Delgado também reitera o fato de que mais de 70% dos crimes violentos ocorridos no Brasil (leia quadro) são cometidos com armas de fogo. “Uma política eficaz de segurança pública passa pelo controle rigoroso de armas nas mãos da sociedade civil”.

Mudança de discurso 

Embora ainda haja muito a ser feito para reduzir a violência no Brasil e a entrada de armas de fogo nas ruas – seja legal ou ilegalmente -, Letícia Delgado está otimista em relação às mudanças iniciadas ou propostas desde que Luiz Inácio Lula da Silva retornou à Presidência da República. 

Uma das mudanças celebradas pela pesquisadora foi o decreto sobre o controle responsável de armas, assinado por Lula em julho passado, e que contempla o Programa de Ação na Segurança (PAS), lançado pelo Governo Federal. 

As principais alterações dizem respeito à redução de armas e munições acessíveis para civis, inclusive os que se declaram caçadores, atiradores e colecionadores. A norma também coloca restrições às entidades de tiro desportivo, redução da validade dos registros de armas de fogo, entre outros. 

“A mudança iniciada pelo presidente Lula começa no discurso em relação à política de armas no Brasil. Eh a gente sabe o quanto é importante o discurso de um agente político para direcionar a intencionalidade do Estado. Então a partir do momento em que você passa a ter um presidente com um discurso responsável, democrático, isso passa a ser um ponto de inflexão para que a gente possa pensar em mudanças reais – como no novo decreto dos CACs”, comemora. 

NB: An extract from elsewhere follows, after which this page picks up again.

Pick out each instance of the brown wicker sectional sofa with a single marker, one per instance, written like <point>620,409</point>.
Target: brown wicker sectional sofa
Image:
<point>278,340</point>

Letícia, no entanto, reitera que ainda é preciso avançar em muitas frentes para aumentar a Segurança Pública do país, mas é “essa intencionalidade política, no sentido de criar um conjunto de regras, já é um avanço importante”.

Mini box 

Arma não adianta, agrava

Sete a cada dez homicídios ocorridos no Brasil foram causados por arma de fogo. A estatística aparece no Atlas da Violência, divulgado em 2023, pelo Instituto de Pesquisa Econômica Aplicada (Ipea). Os números levam em conta os casos ocorridos em 2021, e tiveram como base o Sistema de Informações sobre Mortalidade (SIM) e do Sistema de Informação de Agravos de Notificação (Sinam) do Ministério da Saúde.

Naquele ano, o país registrou um total de 33.039 homicídios por armas de fogo – taxa de 15,4 mortes por armas de fogo para cada 100 mil habitantes. 69,1% do total de homicídios no país foram praticados com o uso de armas de fogo. É consenso entre os pesquisadores do Ipea que o aumento de armas de fogo em posse da população só agrava a violência.